I agree that a lot of modern games will wind up as little more than curiosities for the physical copies, with the odd passion project hack to make something run on the Playstation 63 1/3 or PADD or whatever the new tech is in a decade. I can't claim I bought very many games within a couple months of release in the last decade, except for Borderlands 2 and Diablo III (and later Reaper of Souls). I've always had a struggle keeping current since a 'new' console for me has a hard time competing with the absolutely ridiculous amount of ps1 and ps2 JRPGs I can snag for half the price tag. JRPGs: Proof that once you start down the dork path, forever will it dominate your money's destiny.

I have an odd relationship with DLC and microtransactions. If a game I love comes along, I tend to throw money at it (Borderlands 2, World of Tanks hoo boy World of Tanks) or if I can only get something secondhand I buy a little bit as sort of half apology half tip to the devs. But outside of the two examples I don't feel the virtual collector's craze and I really don't like some of the more predatory tactics out there. especially chopped out game parts as DLC or pay-to-win.

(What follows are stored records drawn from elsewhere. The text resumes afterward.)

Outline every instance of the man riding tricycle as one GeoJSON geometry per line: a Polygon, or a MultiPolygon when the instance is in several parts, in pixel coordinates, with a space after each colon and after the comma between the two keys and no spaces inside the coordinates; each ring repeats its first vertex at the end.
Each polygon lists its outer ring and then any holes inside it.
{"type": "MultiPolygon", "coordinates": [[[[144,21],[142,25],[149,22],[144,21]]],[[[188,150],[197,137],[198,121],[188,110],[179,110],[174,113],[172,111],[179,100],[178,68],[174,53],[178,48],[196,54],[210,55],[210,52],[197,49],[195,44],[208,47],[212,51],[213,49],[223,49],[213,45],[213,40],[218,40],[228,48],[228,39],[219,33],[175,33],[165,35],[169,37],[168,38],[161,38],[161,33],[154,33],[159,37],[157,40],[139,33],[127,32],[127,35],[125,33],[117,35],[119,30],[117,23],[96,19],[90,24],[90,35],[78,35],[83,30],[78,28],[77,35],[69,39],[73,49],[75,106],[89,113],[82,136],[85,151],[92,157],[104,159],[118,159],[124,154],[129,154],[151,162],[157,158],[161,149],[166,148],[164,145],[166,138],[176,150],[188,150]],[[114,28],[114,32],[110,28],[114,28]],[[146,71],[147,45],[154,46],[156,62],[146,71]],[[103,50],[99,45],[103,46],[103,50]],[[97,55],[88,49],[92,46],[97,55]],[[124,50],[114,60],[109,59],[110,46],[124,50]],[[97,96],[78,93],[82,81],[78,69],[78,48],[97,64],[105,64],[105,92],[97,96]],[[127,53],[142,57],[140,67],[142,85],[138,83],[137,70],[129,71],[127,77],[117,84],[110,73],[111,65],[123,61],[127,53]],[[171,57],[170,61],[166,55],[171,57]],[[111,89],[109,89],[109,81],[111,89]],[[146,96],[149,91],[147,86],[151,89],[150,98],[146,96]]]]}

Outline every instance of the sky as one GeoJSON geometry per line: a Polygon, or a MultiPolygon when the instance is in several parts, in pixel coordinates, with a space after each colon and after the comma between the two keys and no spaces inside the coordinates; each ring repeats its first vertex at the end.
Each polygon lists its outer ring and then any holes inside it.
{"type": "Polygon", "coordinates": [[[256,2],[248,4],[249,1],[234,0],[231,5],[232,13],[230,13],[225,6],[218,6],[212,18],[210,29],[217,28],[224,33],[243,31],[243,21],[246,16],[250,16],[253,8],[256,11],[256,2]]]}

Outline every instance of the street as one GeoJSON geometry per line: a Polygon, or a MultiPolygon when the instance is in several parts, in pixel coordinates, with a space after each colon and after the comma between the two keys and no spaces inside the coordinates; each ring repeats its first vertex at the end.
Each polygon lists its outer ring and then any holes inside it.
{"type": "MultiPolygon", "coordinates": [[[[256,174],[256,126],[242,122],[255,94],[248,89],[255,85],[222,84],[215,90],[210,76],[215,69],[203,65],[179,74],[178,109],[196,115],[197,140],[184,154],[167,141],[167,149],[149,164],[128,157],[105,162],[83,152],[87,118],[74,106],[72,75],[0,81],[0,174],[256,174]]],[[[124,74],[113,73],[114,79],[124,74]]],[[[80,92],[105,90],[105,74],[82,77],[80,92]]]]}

I think when it comes down to it is that in the not so distant future a lot of games are going to be unplayable, and while there is a lot of crap out there, good games, even great games are going to disappear. I mean, you can still run a cart-based game or anything before ps3/360 or so since all you need is the game and the console (usually anyway), but just about anything from current times? I know it's more-or-less repeating the OP but that's what's going to happen, and I think its kinda sad.